Выбрать главу

Несмотря на интриги и преднамеренные действия Эверта и К°, стремившихся сорвать наступление генерала Брусилова в Галиции или ослабить его эффективность, прорыв неприятельской обороны был блестяще осуществлен русскими войсками Юго-Западного фронта.

Ценский вывел целую галерею военных, начиная от рядового солдата и кончая генералом. Рядом с Брусиловым — храбрые и умные генерал Гильчевский, офицер Ливенцев. Но они не могли проявить свои способности, так как война эта не была нужна ни отечеству, ни народу. Недаром же главный герой эпопеи прапорщик Ливенцев говорит: «Вопрос только в том, во имя чего мы воюем… Жертвы эти приносятся на алтарь, только какому богу?
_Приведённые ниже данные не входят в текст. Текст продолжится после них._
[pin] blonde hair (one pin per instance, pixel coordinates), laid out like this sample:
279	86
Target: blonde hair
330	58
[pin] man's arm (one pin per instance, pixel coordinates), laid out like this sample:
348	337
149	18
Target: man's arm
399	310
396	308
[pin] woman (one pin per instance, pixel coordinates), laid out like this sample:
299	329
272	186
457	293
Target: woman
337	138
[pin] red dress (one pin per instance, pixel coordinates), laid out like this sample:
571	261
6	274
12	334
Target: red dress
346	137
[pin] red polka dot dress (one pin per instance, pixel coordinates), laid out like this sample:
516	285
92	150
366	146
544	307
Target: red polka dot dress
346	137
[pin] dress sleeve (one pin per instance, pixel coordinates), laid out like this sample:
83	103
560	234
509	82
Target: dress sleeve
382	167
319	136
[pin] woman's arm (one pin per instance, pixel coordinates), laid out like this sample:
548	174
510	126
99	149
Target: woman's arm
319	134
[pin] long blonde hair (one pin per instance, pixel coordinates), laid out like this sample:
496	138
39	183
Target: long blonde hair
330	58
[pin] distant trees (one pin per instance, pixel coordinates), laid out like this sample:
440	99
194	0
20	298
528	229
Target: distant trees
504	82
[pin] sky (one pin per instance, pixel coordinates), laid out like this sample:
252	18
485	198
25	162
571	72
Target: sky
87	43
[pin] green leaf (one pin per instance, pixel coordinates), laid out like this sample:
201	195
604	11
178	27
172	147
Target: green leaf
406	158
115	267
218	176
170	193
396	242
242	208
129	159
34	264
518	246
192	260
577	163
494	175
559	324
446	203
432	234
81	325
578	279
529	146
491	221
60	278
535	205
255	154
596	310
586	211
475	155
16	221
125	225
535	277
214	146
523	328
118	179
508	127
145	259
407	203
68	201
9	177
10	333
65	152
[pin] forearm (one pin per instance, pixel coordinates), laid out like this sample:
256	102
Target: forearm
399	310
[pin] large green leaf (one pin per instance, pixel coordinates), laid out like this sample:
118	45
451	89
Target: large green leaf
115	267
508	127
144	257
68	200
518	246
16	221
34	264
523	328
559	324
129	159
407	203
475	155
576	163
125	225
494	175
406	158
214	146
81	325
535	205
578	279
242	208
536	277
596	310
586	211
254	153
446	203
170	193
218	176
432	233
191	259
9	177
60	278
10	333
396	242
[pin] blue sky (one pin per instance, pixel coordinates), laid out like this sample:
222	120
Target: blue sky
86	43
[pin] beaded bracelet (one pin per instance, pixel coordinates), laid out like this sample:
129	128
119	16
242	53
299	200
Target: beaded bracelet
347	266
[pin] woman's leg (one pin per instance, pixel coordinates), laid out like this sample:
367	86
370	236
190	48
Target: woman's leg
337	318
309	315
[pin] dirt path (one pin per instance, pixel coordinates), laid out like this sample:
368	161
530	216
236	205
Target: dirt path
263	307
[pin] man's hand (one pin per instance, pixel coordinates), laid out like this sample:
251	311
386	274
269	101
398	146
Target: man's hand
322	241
Поскольку я человек любознательный, то мне хотелось бы узнать это заранее, а не тогда, когда меня укокошат».

Умение немногими, но предельно выразительными штрихами нарисовать портрет, который сразу и надолго запоминается, — эта замечательная черта таланта Ценского оказалась неоценимой в эпопее, где более тысячи действующих лиц. Каждый портрет несет на себе большую идейную нагрузку, решает либо социальную, либо психологическую задачу. Вот образ царя.
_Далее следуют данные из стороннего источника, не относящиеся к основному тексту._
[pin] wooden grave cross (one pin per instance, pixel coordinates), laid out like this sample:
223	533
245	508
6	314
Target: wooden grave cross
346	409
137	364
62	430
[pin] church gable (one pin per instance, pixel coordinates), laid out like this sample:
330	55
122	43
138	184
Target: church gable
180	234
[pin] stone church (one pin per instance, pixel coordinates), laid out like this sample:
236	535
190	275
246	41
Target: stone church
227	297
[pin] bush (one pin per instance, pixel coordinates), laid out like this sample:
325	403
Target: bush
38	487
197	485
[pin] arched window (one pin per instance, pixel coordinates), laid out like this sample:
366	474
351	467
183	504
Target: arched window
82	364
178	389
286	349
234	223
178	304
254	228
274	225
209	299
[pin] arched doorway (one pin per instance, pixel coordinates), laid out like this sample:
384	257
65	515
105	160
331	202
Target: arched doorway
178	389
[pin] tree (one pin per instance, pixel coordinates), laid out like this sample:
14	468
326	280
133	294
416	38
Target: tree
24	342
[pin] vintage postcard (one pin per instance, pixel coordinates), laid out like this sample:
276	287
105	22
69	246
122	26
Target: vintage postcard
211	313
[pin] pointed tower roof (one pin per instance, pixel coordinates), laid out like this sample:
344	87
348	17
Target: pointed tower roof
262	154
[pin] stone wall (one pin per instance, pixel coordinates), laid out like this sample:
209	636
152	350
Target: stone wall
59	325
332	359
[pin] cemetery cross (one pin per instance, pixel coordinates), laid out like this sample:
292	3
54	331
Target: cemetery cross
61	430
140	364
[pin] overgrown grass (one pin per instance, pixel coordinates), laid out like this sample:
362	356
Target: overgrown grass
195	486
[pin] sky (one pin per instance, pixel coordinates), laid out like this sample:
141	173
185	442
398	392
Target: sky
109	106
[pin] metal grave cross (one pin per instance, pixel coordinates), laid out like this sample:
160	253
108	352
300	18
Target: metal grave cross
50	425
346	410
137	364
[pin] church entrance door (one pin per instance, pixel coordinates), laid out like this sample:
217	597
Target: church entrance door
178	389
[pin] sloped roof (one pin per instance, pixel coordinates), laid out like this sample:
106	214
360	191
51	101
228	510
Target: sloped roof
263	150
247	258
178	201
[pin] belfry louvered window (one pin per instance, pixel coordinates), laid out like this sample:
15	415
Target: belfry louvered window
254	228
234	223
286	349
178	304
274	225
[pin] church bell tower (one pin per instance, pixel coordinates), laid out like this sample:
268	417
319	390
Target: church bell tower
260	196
«Владыка огромнейшей империи в мире — Николай II изумлял Брусилова и раньше, но особенно изумил теперь тем, что «не имел виду».

Толстый и короткий нос-картошка, длинные рыжие брови над невыразительными свинцовыми глазками; еще более длинные и еще более рыжие толстые усы, которые он совсем по-унтерски утюжил пальцами левой руки; какая-то неопрятного вида, клочковатая, рано начавшая седеть рыжая борода, — все это, при его низком росте и каких-то опустившихся манерах, производило тягостное впечатление».
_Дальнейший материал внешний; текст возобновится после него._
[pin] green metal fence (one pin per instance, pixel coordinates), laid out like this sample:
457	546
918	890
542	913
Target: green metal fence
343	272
Равнодушный ко всему на свете, в том числе и к самой жизни, холодный и пустой, этот человек держал в своих руках судьбу великого народа, которого он не понимал, не хотел понимать и презирал с неизменным своим равнодушием. Презирал он в равной степени и омерзительных в лакейской угодливости придворных мосек и тех, кто по его приказу на фронте отдавал «жизнь за царя».

«Царь вел. себя на смотру, как обычно: тупо смотрел на ряды солдат, державших винтовки «на караул», запаздывая поздороваться с ними; тупо смотрел, как они шагали, выворачивая в его сторону глаза и лица, — и только. Ни с малейшим задушевным словом он не обращался к тем, которые должны были проливать кровь и класть свои головы за него прежде, чем за родину: не было у него за душою подобных слов».

Он был верховным главнокомандующим, но в военные дела не вникал и не хотел вникать: ему было все равно — оборона или наступление, успех или поражение. Вот Брусилов излагает в ставке свои план наступления, тщательно обдуманный им и детально разработанный, план, осуществление которого сулило блистательную победу. «Брусилов чувствовал большой подъем, когда говорил это, но когда он посмотрел на царя, прозрачно окутанного табачным дымом, то увидел, что царь зевал. Это был не короткий, прячущийся зевок, а очень длительный, самозабвенный, раздражающий челюсти и вызывающий на глаза слезы».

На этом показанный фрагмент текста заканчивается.